The Albanian government will seek to change “outdated” laws to give some employees more rights to request and access flexible working.
The proposed changes are part of Labour’s Safer Jobs, Better Pay Bill, which will be introduced to Parliament on Thursday and has been met with alarm from employer groups.
Labor argues that current workplace law does not provide enough incentive for employers to agree to flexible working requests or any recourse for employees if they are refused.
Under the new legislation, employers will have to make “genuine efforts” to find alternative arrangements if they cannot accommodate this type of request for “reasonable business reasons”.
If the parties cannot come to an agreement, the worker can take his case to the Fair Work Commission, where they will try to reach an agreement through conciliation.
If this fails, the Fair Work Commission will be able to make a binding decision on the matter.
Labor says it expects the option of arbitration to be a “powerful incentive” for employers to reach an agreement with their workers in the workplace.
Employment Minister Tony Burke said too many Australians were struggling to juggle work and caring responsibilities, particularly women.
“In order to access the flexibility needed to manage work and care, they are often forced out of the workforce or into lower paid or less secure work,” Mr Burke said.
Mr Burke said that while many employers agreed, workers whose requests were “unreasonably rejected” should have a right to a review.

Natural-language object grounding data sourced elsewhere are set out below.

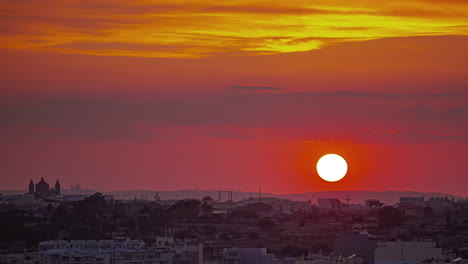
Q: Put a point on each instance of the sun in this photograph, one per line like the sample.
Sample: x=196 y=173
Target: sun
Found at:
x=332 y=167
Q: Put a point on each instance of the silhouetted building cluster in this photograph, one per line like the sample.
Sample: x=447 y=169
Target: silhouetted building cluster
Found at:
x=42 y=189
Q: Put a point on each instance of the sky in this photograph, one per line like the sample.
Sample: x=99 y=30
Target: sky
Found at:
x=242 y=94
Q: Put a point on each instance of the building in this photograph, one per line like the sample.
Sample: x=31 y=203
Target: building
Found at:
x=409 y=252
x=246 y=256
x=120 y=251
x=42 y=189
x=440 y=206
x=418 y=201
x=330 y=203
x=360 y=245
x=373 y=203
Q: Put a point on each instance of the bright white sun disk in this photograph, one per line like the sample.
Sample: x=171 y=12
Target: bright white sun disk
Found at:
x=332 y=167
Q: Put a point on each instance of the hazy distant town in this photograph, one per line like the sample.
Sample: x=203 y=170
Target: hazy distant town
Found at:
x=46 y=224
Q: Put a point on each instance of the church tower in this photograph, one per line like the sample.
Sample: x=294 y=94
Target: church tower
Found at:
x=31 y=187
x=57 y=187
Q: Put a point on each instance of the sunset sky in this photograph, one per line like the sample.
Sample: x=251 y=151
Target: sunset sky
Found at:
x=167 y=95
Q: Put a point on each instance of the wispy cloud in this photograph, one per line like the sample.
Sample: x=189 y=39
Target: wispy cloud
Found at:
x=211 y=27
x=255 y=88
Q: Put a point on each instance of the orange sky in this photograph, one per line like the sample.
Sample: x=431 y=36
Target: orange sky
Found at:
x=178 y=94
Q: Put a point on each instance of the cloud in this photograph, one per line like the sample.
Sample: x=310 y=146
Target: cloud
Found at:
x=255 y=88
x=314 y=115
x=369 y=95
x=410 y=136
x=46 y=25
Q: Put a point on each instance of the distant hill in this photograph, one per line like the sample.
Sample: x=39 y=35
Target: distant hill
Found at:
x=387 y=197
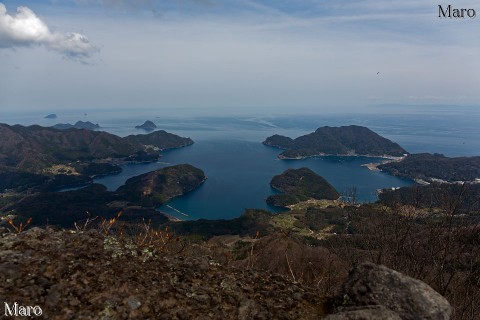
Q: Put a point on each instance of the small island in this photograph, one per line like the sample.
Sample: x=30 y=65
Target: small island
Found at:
x=340 y=141
x=147 y=126
x=78 y=125
x=299 y=185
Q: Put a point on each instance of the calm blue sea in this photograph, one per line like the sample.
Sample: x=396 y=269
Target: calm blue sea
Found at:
x=239 y=167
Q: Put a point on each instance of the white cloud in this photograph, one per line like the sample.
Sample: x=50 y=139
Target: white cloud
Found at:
x=25 y=28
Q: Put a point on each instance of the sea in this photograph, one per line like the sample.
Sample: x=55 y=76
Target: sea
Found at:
x=239 y=167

Eligible staff may include parents with children of school age or younger, carers, people with disabilities, Australians over 55, people who have experienced domestic violence and those who care for close family members who are experiencing domestic violence.
The updates will form part of Labour’s first tranche of industrial relations changes.
The package also includes reforms such as the abolition of the Australian Construction Commission and the introduction of multi-employer bargaining.
Australia’s biggest employers’ groups warned Labor was rushing the legislation and that the changes would increase the risk of higher unemployment, more strikes and damage to economic security.
Business Council of Australia chief executive Jennifer Westacott said both unions and industry wanted an improved bargaining system.
“Our concern is that we end up with a more complex and complicated system that delays wages,” she told the ABC on Wednesday.